Featured image: ‘Metamorphosis’, by Christian Schloe

 

4 Replies to “On changes of shape”

  1. Wonderful. What you are talking about is exactly what I am interested in developing in my life. Thank you for noticing and talking about the magic of ordinary beauty- and helping people to realize that it is everywhere. The door is there for us all and we must just use our focus and imagination to go through. thank you!

  2. What a beautiful and eloquently written essay Joanna! Attention changes everything. This is at the heart of the art that I make and the classes I teach over here in the States. This message is so crucial just now. Thank you for getting this notion further into the world. Best of luck with the baby. Mine have recently fledged. They have been my best teachers in focus and attention in this life!
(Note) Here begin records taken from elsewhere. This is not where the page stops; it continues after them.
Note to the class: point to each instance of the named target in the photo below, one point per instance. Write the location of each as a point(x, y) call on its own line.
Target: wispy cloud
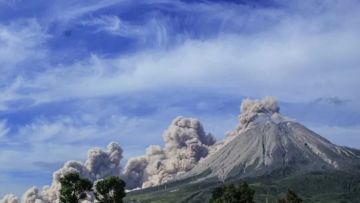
point(78, 74)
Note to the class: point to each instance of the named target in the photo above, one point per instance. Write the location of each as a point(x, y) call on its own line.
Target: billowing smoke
point(10, 198)
point(257, 110)
point(99, 164)
point(186, 143)
point(32, 196)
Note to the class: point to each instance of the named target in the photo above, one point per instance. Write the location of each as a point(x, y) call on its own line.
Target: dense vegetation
point(316, 187)
point(233, 194)
point(108, 190)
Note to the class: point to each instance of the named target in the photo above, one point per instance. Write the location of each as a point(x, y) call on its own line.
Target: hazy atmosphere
point(80, 74)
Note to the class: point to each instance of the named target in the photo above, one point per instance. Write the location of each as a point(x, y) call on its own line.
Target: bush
point(233, 194)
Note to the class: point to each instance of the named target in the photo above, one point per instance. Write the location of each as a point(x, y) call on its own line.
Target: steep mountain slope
point(266, 142)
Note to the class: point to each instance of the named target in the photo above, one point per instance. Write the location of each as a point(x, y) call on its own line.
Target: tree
point(233, 194)
point(110, 190)
point(73, 188)
point(291, 197)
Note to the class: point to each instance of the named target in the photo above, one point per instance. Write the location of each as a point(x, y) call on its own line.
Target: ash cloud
point(186, 143)
point(99, 164)
point(10, 198)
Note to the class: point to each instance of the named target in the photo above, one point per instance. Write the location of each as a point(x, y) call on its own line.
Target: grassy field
point(334, 187)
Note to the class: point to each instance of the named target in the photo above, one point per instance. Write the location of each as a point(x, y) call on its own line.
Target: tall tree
point(291, 197)
point(233, 194)
point(110, 190)
point(73, 188)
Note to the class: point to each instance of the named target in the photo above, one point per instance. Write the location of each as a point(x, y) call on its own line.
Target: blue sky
point(78, 74)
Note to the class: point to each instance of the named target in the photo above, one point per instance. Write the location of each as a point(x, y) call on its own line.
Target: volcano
point(266, 142)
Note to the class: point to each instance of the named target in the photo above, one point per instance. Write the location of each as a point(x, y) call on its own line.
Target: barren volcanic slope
point(273, 153)
point(265, 142)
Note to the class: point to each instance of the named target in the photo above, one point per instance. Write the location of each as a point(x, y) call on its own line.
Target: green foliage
point(291, 197)
point(232, 194)
point(73, 188)
point(110, 190)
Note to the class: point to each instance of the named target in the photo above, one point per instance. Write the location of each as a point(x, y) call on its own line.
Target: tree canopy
point(233, 194)
point(73, 188)
point(110, 190)
point(291, 197)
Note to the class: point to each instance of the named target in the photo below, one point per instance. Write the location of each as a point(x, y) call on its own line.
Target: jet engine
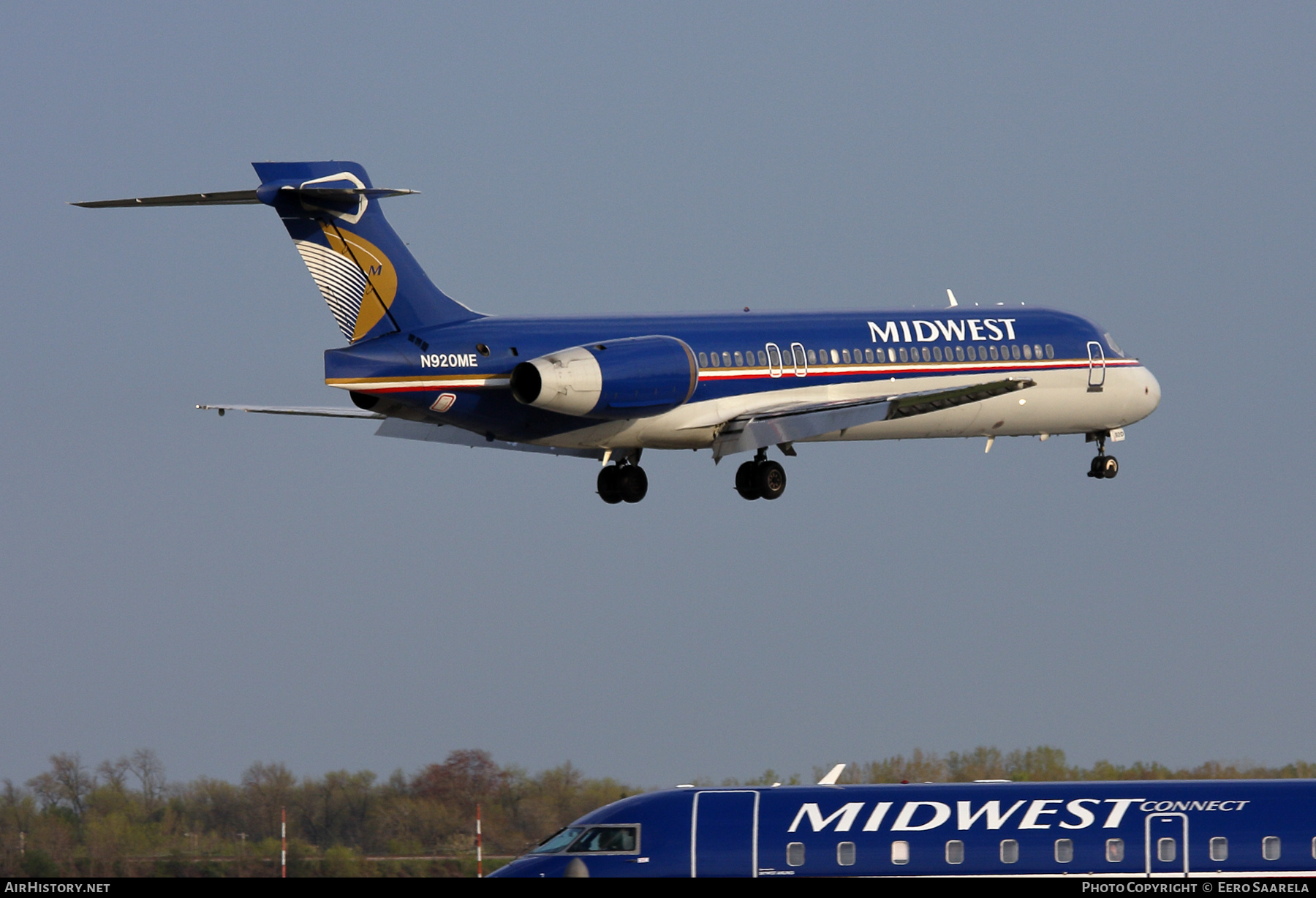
point(638, 377)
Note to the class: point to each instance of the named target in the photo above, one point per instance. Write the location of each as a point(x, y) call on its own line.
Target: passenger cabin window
point(605, 840)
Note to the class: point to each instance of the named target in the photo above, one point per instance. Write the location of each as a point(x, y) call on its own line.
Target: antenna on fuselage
point(829, 780)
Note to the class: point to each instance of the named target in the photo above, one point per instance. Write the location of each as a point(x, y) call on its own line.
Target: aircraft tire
point(770, 480)
point(610, 485)
point(633, 482)
point(746, 481)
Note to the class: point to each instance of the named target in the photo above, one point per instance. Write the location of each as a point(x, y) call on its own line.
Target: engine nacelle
point(638, 377)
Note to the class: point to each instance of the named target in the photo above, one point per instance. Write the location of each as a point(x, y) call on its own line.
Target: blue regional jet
point(1144, 829)
point(428, 368)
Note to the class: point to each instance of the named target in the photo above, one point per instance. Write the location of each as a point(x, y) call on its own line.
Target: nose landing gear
point(761, 478)
point(1103, 467)
point(624, 481)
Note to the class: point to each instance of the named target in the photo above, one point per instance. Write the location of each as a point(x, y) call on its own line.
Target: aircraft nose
point(1151, 398)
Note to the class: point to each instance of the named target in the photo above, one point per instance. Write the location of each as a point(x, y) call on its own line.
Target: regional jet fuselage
point(608, 388)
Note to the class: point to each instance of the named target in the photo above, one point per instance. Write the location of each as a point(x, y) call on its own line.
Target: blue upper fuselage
point(952, 829)
point(733, 352)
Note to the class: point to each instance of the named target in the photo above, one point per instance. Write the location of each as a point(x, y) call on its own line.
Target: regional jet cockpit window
point(559, 840)
point(607, 840)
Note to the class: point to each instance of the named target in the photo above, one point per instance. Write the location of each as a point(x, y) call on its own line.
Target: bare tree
point(115, 772)
point(66, 781)
point(146, 766)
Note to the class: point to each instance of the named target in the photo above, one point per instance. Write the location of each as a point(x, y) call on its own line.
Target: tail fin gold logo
point(355, 278)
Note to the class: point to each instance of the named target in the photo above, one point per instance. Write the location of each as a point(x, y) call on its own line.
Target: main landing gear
point(624, 481)
point(761, 478)
point(1103, 467)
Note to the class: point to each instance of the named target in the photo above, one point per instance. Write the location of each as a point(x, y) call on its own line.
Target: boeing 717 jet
point(608, 388)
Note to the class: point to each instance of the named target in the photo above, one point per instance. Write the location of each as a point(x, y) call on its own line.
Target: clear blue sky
point(299, 590)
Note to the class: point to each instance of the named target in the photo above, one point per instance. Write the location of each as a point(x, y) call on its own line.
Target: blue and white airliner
point(1145, 829)
point(608, 388)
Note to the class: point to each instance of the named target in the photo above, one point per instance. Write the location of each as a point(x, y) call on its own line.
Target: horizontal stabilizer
point(249, 197)
point(312, 411)
point(225, 197)
point(403, 429)
point(801, 422)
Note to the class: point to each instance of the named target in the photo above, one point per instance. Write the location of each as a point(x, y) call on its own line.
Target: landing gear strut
point(624, 481)
point(761, 478)
point(1103, 467)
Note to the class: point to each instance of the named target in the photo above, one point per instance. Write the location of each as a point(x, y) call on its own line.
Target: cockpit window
point(559, 840)
point(605, 839)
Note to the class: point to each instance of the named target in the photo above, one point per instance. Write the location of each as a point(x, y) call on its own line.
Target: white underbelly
point(1059, 403)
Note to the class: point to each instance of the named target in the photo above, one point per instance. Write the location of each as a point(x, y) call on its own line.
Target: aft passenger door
point(1166, 847)
point(1095, 366)
point(724, 834)
point(802, 363)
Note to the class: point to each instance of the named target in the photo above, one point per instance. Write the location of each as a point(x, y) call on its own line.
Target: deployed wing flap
point(774, 427)
point(404, 429)
point(314, 411)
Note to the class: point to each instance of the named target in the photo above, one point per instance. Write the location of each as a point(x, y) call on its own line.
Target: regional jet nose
point(1151, 390)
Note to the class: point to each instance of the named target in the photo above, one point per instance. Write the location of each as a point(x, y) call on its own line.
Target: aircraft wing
point(315, 411)
point(801, 422)
point(404, 429)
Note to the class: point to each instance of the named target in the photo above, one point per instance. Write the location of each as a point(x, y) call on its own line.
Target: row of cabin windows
point(1166, 850)
point(885, 356)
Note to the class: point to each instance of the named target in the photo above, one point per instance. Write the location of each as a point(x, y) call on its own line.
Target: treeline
point(1044, 764)
point(124, 818)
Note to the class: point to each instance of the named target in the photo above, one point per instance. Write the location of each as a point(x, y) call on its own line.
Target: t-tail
point(366, 274)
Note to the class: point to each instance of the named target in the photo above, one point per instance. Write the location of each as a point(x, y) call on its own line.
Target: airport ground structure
point(125, 818)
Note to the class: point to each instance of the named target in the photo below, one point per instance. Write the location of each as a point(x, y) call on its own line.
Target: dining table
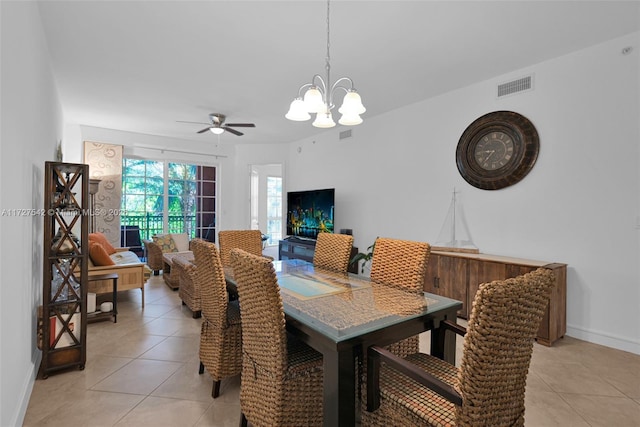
point(342, 315)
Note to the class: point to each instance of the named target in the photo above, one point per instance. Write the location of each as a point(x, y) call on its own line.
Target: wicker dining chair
point(403, 264)
point(488, 388)
point(333, 251)
point(221, 332)
point(282, 377)
point(247, 240)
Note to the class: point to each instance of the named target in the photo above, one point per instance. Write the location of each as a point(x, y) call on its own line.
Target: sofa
point(161, 251)
point(106, 259)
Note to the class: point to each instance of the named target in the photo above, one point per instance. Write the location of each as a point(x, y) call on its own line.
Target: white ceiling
point(140, 66)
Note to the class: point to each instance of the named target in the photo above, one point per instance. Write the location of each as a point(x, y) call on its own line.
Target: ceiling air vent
point(345, 134)
point(515, 86)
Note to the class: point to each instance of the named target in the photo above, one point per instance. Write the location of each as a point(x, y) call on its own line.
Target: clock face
point(497, 150)
point(494, 150)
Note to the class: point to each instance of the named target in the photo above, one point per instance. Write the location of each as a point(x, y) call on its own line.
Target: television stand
point(303, 248)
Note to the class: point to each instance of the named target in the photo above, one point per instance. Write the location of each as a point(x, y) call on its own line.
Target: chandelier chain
point(328, 58)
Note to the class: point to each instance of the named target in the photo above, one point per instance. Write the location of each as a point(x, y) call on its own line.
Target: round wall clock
point(497, 150)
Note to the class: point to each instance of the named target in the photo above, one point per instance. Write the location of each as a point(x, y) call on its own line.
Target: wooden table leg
point(443, 345)
point(339, 388)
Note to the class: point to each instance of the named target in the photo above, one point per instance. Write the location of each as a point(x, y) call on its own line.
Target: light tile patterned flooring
point(143, 371)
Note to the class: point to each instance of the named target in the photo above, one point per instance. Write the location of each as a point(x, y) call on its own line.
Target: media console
point(302, 248)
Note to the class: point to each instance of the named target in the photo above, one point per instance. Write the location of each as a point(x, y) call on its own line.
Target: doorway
point(266, 201)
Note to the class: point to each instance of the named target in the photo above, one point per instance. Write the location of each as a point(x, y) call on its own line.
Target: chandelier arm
point(336, 85)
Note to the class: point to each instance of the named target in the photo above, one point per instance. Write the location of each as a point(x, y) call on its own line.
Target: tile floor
point(143, 371)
  3. Absolutely beautiful. Thank you for doing what you do and for spreading your energy outward towards a larger audience! I too am a shapeshifter, motherhood has changed me in so many ways (as it does for all of us) and I am in the ever evolving process of reclaiming my creativity at the moment. I was an Art Professor for ten years and recently resigned, to raise my two little ones. I love your words. I have started a collective of parents who are interested in rewilding themselves, their families, their homes, etc. which has stemmed from a book I began on the subject. I am so interested in how all aspects of our lives can meld into one rather than in various compartments if we let them. Nature being the keystone. Again, thank you. Look forward to reading more.

  4. Imagination and attention. Yes, yes, yes. I, too, look forward to more. People are hungry for this work. For earth magic, for the acknowledgement that we have always known how to shift, and for stories that re-connect us to our humanity. Thank you, Joanna, for weaving such potent magic with your words.